Weary v. A. H. Andrews & Co.

Mr. Presiding Justice Waterman

delivered the opinion of the Court.

This was a bill for a discovery from and an accounting by appellant as to money it was alleged he had fraudulently received and failed to account for in respect to the business of appellee while he was in its employment.

The defendant denying all fraud, and that the complainant was entitled to any of the moneys received by him, admitted having received certain moneys collected by the complainant. There was a reference to a master to take testimony. Testimony was takén by the master upon the subject of moneys received by appellant and his liability to account therefor.
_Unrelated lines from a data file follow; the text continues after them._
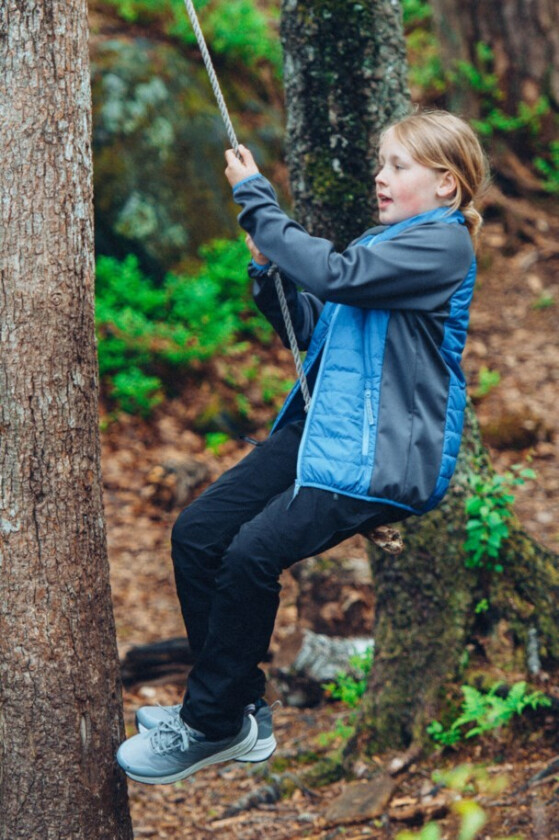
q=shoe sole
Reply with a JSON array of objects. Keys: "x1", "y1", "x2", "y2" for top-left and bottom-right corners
[
  {"x1": 235, "y1": 733, "x2": 277, "y2": 762},
  {"x1": 137, "y1": 720, "x2": 276, "y2": 763},
  {"x1": 122, "y1": 716, "x2": 258, "y2": 785}
]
The master reported the evidence without stating an account. From the testimony so reported, the Circuit Court made up an account and ordered the appellant to pay to the appellee $1,839.40. The cause should have been referred to a master to state an account.

In the manner in which the suit was disposed of, two courts have already been called upon to go through the entire mass of testimony, sift therefrom what is material and make the necessary calculations to arrive at a true account. This is not the business of a chancellor. Solicitors are not entitled to throw upon a chancellor the clerical and accountant labor of going through accounts; this court has not the time for such work. The practice, here presented, has been repeatedly condemned by the Supreme Court, and the decree herein rendered is reversed and the cause remanded with directions to refer the same to a master to take and state an account between the parties and report the same to the court. Huling v. Farwell et al., 33 Ill. App. 238; Moss v. McCall, 75 Ill. 190; French v. Gibbs, 105 Ill. 523; Beale v. Beale, 116 Ill. 292.

The objection here made is one which a court will of its own motion interpose for its protection from unnecessary labor sought to be imposed upon it. Useful forms of orders of referehce in such cases can be found in Yol. 3, page 2193, of Daniell’s Chancery Practice; attention is specially called to notes “ b ” and “ f ” as likely to be saving of time to the court and expense to parties.

We also call attention to what is said concerning the proper practice in Huling v. Farwell, supra; Heffron v. Gore, 40 Ill. App. 257-265; Brown v. McKay, 51 Ill. 295299; Hudson et al. v. Eugene Glass Co., 54 Ill. App. 248. Reversed with directions.